The International Federation of Journalists (IFJ) today welcomed the decision of the European Ombudsman against the European Commission for its failure to record on its public register all documents.

"This decision gives a tremendous boost to the campaign for access to information and more openness," Aidan White, IFJ General Secretary said. "Public bodies cannot properly be held to account when access to information is arbitrarily restricted."

The European Ombudsman, P. Nikiforos Diamandouros, ruled that the failure of the European Commission to establish a comprehensive register for all the documents it produces and receives amounts to maladministration.

The ruling follows the complaint lodged by Statewatch, a British NGO, in 2006 with the Ombudsman about the European Commission's failure to register all documents, in line with the Union's Code on access to documents which was adopted following the Amsterdam and Maastricht Treaties.

Under the Code, a document was defined as "any written text, whatever the medium". The European Commission had later sought to restrict the types of documents it places on its public register by recording only formally transmitted documents by - or to - an institution of the Commission.

The Statewatch complaint was also based on the European Union's regulation on access to EU documents which came into force in 2001 and provided that public registers should be operational from 2002.

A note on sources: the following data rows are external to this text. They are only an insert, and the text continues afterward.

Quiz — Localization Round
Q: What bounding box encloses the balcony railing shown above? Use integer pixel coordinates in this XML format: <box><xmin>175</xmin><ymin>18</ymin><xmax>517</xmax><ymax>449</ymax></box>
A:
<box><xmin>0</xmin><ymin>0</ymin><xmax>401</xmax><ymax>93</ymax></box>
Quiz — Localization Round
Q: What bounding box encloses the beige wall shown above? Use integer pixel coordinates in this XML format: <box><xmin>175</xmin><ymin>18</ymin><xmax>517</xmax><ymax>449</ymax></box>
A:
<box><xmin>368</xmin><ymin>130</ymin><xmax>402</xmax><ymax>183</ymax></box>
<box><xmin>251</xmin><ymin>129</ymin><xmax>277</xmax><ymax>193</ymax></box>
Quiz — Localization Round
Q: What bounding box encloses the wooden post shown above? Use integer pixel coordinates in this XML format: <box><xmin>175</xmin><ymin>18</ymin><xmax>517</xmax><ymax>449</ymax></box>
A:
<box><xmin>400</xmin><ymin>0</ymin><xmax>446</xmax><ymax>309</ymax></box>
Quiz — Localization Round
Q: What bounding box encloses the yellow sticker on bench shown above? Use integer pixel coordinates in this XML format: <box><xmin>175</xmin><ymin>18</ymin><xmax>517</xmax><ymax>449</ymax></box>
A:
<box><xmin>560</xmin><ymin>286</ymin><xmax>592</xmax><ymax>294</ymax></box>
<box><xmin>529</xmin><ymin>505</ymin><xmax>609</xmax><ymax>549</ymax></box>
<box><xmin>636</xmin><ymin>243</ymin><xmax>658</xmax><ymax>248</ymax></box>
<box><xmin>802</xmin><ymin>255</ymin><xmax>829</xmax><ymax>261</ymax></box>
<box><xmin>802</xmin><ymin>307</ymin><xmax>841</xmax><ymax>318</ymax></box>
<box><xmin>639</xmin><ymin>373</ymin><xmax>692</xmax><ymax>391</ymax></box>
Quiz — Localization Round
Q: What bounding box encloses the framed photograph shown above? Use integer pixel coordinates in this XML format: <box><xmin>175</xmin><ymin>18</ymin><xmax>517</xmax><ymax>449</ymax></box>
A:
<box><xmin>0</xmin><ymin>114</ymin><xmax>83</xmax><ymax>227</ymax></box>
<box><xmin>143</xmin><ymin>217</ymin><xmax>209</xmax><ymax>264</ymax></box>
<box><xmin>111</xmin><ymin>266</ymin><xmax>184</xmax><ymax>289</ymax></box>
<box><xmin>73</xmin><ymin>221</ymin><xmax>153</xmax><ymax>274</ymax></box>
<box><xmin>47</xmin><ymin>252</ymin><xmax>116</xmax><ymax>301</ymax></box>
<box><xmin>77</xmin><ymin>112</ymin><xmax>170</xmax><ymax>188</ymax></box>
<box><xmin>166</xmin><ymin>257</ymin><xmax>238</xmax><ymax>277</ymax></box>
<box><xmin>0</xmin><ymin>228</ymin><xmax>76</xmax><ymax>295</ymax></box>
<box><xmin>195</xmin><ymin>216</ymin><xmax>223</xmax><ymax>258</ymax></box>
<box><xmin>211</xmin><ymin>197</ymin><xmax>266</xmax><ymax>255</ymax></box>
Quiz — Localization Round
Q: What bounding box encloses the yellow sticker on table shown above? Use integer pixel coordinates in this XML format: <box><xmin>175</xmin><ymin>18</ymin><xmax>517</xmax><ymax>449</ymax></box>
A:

The Commission had given assurances that all documents would be placed in the public domain once its internal registration of documents is completed. The Union's Ombudsman rejected this claim and called for the implementation of relevant European legal instruments in a recommendation which has been endorsed by the European Parliament. "Access to information is critical for journalists and the public they seek to inform," added White. "We expect speedy implementation of the Ombudsman's recommendation."

The IFJ represents over 600,000 journalists in 123 countries worldwide.